Anche Ahmed Douma, un altro noto attivista egiziano in carcere e figura di spicco nella rivolta anti-Mubarak, ha iniziato uno sciopero della fame in solidarietà con Alaa Abdel Fattah, il blogger recentemente condannato a 15 anni dopo una manifestazione non autorizzata alla quale aveva partecipata. Lo riferisce all’ANSA l’avvocato per i diritti umani Osama al Mahdi, legale di Douma, anche lui in cella per aver violato la controversa legge del 2013 che limita moltissimo il diritto a manifestare. Douma ha incaricato il legale di lanciare un hashtag su Twitter, “siamo stufi”, invitando tutti gli altri detenuti politici a iniziare lo sciopero della fame.
Quanto ad Alaa, la sua decisione di iniziare da lunedì scorso lo sciopero completo della fame è seguita ad una sua visita al padre – Ahmed Seif El-Islam, avvocato per i diritti umani – ricoverato in ospedale dopo un’operazione al cuore: secondo quanto riferito in una lettera dai suoi familiari, che non avevano avuto modo di avvertirlo in tempo, Alaa non sapeva ancora che il genitore non era più cosciente e si trovava in rianimazione. Alaa è arrivato in ospedale domenica notte, riferiscono, “con un mazzo di fiori in mano, impaziente di parlare con il padre”. L’averlo trovato in quelle condizioni lo ha spinto a decidere ”che avrebbe smesso con qualunque forma di collaborazione con l’ingiusta e assurda situazione in cui si era trovato, anche al costo della propria stessa vita”. “Non svolgerò più il ruolo che hanno scritto per me”, ha detto Alaa secondo quanto riferito dalla famiglia.

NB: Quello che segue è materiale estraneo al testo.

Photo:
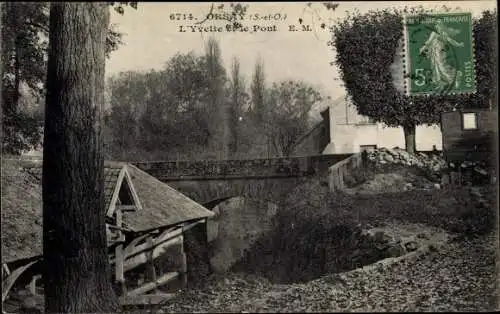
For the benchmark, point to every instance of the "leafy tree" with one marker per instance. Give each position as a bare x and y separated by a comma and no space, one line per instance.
127,90
76,267
237,100
287,113
366,47
25,30
258,91
217,106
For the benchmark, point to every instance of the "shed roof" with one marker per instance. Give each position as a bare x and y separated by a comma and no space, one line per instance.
162,204
22,217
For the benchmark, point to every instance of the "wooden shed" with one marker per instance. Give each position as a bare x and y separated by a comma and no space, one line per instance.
468,134
146,220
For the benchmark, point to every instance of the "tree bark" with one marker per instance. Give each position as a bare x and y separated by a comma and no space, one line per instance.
409,132
76,269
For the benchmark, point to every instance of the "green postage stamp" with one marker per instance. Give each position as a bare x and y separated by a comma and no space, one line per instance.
439,54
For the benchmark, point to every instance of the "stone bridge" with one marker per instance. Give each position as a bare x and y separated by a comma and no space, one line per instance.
212,181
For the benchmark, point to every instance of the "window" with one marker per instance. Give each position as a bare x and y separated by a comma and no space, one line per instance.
368,148
365,120
469,121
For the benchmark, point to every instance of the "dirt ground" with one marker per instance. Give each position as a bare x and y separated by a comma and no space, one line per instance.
456,272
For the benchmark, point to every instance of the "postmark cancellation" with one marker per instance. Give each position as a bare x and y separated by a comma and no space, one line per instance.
439,54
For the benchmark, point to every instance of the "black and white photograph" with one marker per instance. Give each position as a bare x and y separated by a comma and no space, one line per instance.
244,157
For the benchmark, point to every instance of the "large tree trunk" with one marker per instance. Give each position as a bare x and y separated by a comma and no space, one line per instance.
409,132
76,271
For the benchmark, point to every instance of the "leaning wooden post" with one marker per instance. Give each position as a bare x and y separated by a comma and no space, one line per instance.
151,265
183,270
120,257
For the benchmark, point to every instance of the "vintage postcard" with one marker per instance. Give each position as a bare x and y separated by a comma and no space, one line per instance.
250,156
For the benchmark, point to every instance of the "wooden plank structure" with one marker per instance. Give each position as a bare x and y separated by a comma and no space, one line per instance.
144,218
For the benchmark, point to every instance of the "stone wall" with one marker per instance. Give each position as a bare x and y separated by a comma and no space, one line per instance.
239,169
337,172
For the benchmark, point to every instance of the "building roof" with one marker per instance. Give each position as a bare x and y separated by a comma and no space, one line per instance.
160,205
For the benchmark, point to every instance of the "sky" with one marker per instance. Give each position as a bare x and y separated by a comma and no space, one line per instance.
151,37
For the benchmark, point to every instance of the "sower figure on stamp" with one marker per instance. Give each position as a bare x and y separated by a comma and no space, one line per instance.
443,75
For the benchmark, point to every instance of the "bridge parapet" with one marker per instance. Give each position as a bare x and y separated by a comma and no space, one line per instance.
240,168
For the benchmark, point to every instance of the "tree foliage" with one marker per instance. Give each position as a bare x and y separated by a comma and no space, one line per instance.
366,47
25,32
258,90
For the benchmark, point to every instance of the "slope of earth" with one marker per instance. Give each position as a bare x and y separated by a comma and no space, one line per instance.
457,277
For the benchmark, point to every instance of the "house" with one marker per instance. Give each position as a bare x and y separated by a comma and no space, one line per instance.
349,132
468,134
314,141
146,220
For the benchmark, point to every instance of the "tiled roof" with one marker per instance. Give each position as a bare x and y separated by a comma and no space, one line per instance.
111,173
22,208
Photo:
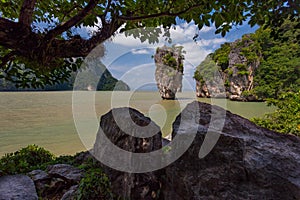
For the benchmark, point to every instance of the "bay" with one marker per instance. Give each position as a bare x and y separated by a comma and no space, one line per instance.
46,118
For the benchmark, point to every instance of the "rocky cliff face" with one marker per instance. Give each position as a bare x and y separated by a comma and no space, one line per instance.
237,74
247,162
130,185
169,71
240,72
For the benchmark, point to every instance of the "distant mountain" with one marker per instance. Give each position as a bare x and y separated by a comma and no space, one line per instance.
96,76
257,66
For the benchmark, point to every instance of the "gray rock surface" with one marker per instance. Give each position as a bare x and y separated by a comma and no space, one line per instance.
247,162
17,187
60,181
168,78
66,172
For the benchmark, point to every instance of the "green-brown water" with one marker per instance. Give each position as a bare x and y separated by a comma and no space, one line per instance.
45,118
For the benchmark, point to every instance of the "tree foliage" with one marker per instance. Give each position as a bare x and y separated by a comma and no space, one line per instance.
276,60
38,39
286,119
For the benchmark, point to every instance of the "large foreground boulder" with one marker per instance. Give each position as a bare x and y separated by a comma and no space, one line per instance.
17,187
247,162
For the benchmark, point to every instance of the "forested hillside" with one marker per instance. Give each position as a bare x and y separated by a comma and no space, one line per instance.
257,66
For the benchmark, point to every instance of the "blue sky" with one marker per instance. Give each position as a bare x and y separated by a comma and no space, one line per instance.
130,60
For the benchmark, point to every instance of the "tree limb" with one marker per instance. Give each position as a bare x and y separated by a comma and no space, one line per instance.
8,57
26,12
156,15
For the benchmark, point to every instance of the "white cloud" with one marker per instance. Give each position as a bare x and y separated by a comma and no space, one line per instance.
140,51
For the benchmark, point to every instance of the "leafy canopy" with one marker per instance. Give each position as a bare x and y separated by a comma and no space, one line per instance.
286,119
39,39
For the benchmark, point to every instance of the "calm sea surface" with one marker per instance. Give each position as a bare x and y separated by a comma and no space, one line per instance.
46,118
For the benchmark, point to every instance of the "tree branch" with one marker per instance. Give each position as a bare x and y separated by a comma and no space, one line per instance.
162,14
26,12
72,21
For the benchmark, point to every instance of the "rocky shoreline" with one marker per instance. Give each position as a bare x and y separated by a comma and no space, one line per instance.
247,162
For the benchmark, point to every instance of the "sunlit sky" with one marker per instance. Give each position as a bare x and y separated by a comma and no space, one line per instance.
130,60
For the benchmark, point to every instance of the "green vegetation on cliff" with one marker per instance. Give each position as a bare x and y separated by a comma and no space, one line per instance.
98,77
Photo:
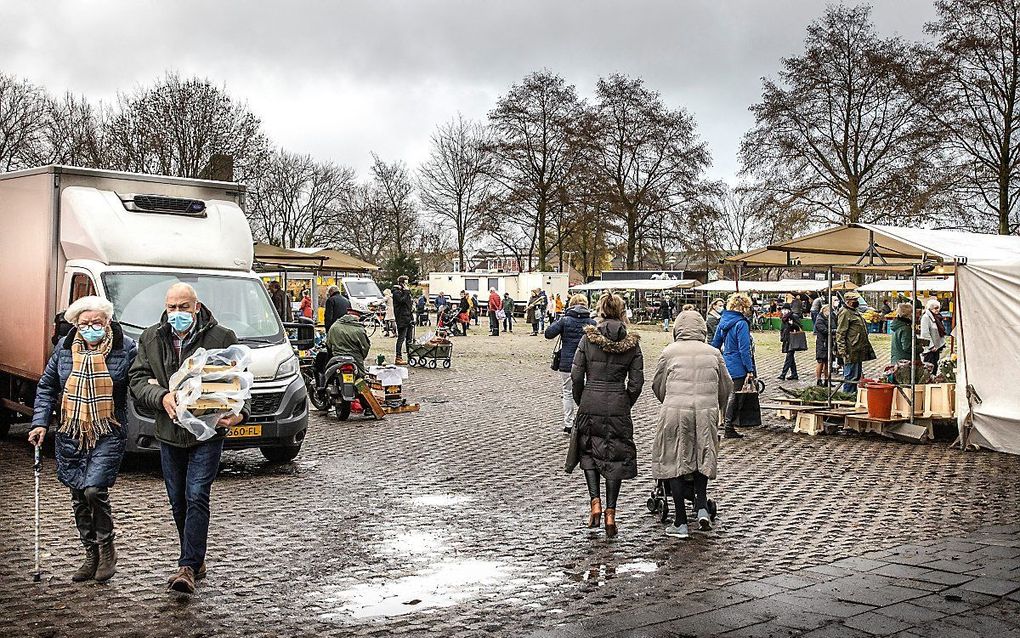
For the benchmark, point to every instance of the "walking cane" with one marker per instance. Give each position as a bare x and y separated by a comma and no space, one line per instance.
38,467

Il giovane, proseguono i familiari, “è in prigione per la terza volta dall’inizio della rivoluzione dell’11 gennaio. Ogni volta le autorità – qualunque fossero – lo hanno accusato di crimini ridicoli e inventati”. Accuse per le quali, accusano, lo hanno privato della possibilità “di essere accanto alla moglie alla nascita del primo figlio, lo hanno separato dalla famiglia, gli hanno impedito la carriera nell’impresa informatica da lui fondata”. Poi hanno incarcerato, il 21 giugno scorso, “la sorella Sanaa perchè chiedeva la liberazione sua e di tutti quelli ingiustamente detenuti”, e ora – sottolineano – gli hanno impedito di essere accanto al padre prima che fosse operato a cuore aperto o quando era ancora cosciente”. Ora, conclude la lettera, i familiari e gli amici di Alaa ritengono “le autorità responsabili per la sua sicurezza e salute”. Il blogger è in carcere in attesa di un nuovo processo, fissato per il 10 settembre, con le accuse di rissa, distruzione di proprietà pubbliche e violenza contro le forze di sicurezza.

In primo grado è stato condannato con altri 24 imputati a 15 anni di prigione. Anche la sorella è sotto processo per aver violato la legge sulle manifestazioni, e anche lei aveva avuto il permesso di visitare il padre in ospedale.